Is the set \(\theta=\left\\{(X,|X|): X \subseteq \mathbb{Z}_{5}\right\\}\) a function? If so, what is its domain and range?

Short answer

Yes, the set \(\theta\) is a function. The domain of \(\theta\) is the set of all subsets of \(\mathbb{Z}_{5}\), and the range is \(\{0,1,2,3,4,5\}\).

Step-by-step solution

Understand the set

The given set \(\theta\) consists of pairs (X,|X|), where X is a subset of \(\mathbb{Z}_{5}\) and |X| is the cardinality of the set X. Here, \(\mathbb{Z}_{5}\) represents the set \{0, 1, 2, 3, 4\}. Thus, set X can be any possible subset of these 5 elements, and |X| represents the number of elements in set X.

Evaluate the function condition

According to the definition of a function, for \(\theta\) to be a function, each value in the subset of \(\mathbb{Z}_{5}\) should correspond to exactly one value in |X|. Here, for any X, there is exactly one |X|. Therefore, the set \(\theta\) does indeed represent a function.

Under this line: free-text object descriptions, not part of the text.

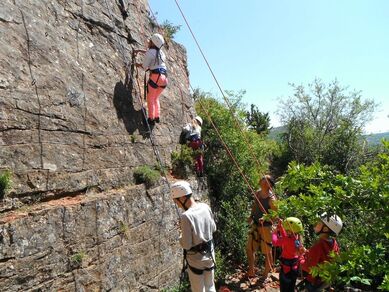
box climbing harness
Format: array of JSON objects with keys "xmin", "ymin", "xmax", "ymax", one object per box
[
  {"xmin": 181, "ymin": 240, "xmax": 216, "ymax": 276},
  {"xmin": 143, "ymin": 68, "xmax": 168, "ymax": 96}
]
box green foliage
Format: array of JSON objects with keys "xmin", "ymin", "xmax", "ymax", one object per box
[
  {"xmin": 214, "ymin": 249, "xmax": 230, "ymax": 281},
  {"xmin": 133, "ymin": 165, "xmax": 160, "ymax": 188},
  {"xmin": 0, "ymin": 170, "xmax": 12, "ymax": 200},
  {"xmin": 274, "ymin": 140, "xmax": 389, "ymax": 290},
  {"xmin": 193, "ymin": 89, "xmax": 276, "ymax": 266},
  {"xmin": 71, "ymin": 251, "xmax": 86, "ymax": 266},
  {"xmin": 218, "ymin": 196, "xmax": 250, "ymax": 263},
  {"xmin": 161, "ymin": 278, "xmax": 190, "ymax": 292},
  {"xmin": 278, "ymin": 78, "xmax": 377, "ymax": 173},
  {"xmin": 118, "ymin": 221, "xmax": 129, "ymax": 239},
  {"xmin": 171, "ymin": 145, "xmax": 194, "ymax": 178},
  {"xmin": 161, "ymin": 20, "xmax": 181, "ymax": 42},
  {"xmin": 246, "ymin": 104, "xmax": 271, "ymax": 135}
]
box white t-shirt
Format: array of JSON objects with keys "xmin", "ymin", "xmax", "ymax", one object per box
[
  {"xmin": 142, "ymin": 48, "xmax": 167, "ymax": 70},
  {"xmin": 183, "ymin": 123, "xmax": 202, "ymax": 139},
  {"xmin": 179, "ymin": 202, "xmax": 216, "ymax": 269}
]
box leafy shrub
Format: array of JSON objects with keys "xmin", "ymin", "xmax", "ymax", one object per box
[
  {"xmin": 171, "ymin": 145, "xmax": 193, "ymax": 178},
  {"xmin": 133, "ymin": 165, "xmax": 160, "ymax": 188},
  {"xmin": 161, "ymin": 277, "xmax": 189, "ymax": 292},
  {"xmin": 0, "ymin": 170, "xmax": 11, "ymax": 200},
  {"xmin": 218, "ymin": 196, "xmax": 250, "ymax": 264},
  {"xmin": 161, "ymin": 20, "xmax": 181, "ymax": 42},
  {"xmin": 71, "ymin": 251, "xmax": 86, "ymax": 268}
]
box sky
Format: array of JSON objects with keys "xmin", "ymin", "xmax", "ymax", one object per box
[{"xmin": 148, "ymin": 0, "xmax": 389, "ymax": 134}]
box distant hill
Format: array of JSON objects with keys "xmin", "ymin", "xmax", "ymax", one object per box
[
  {"xmin": 268, "ymin": 126, "xmax": 287, "ymax": 141},
  {"xmin": 364, "ymin": 131, "xmax": 389, "ymax": 144},
  {"xmin": 269, "ymin": 127, "xmax": 389, "ymax": 145}
]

Define the domain and the range

The domain of a function is the set of all possible input values. In this case, domain of \(\theta\) is the set of all the subsets of \(\mathbb{Z}_{5}\). The range of a function is the set of all possible output values (i.e., the cardinalities of these subsets). Because the subsets of \(\mathbb{Z}_{5}\) can have between 0 to 5 elements, the range is the set of 0 to 5, i.e., \(\{0,1,2,3,4,5\}\).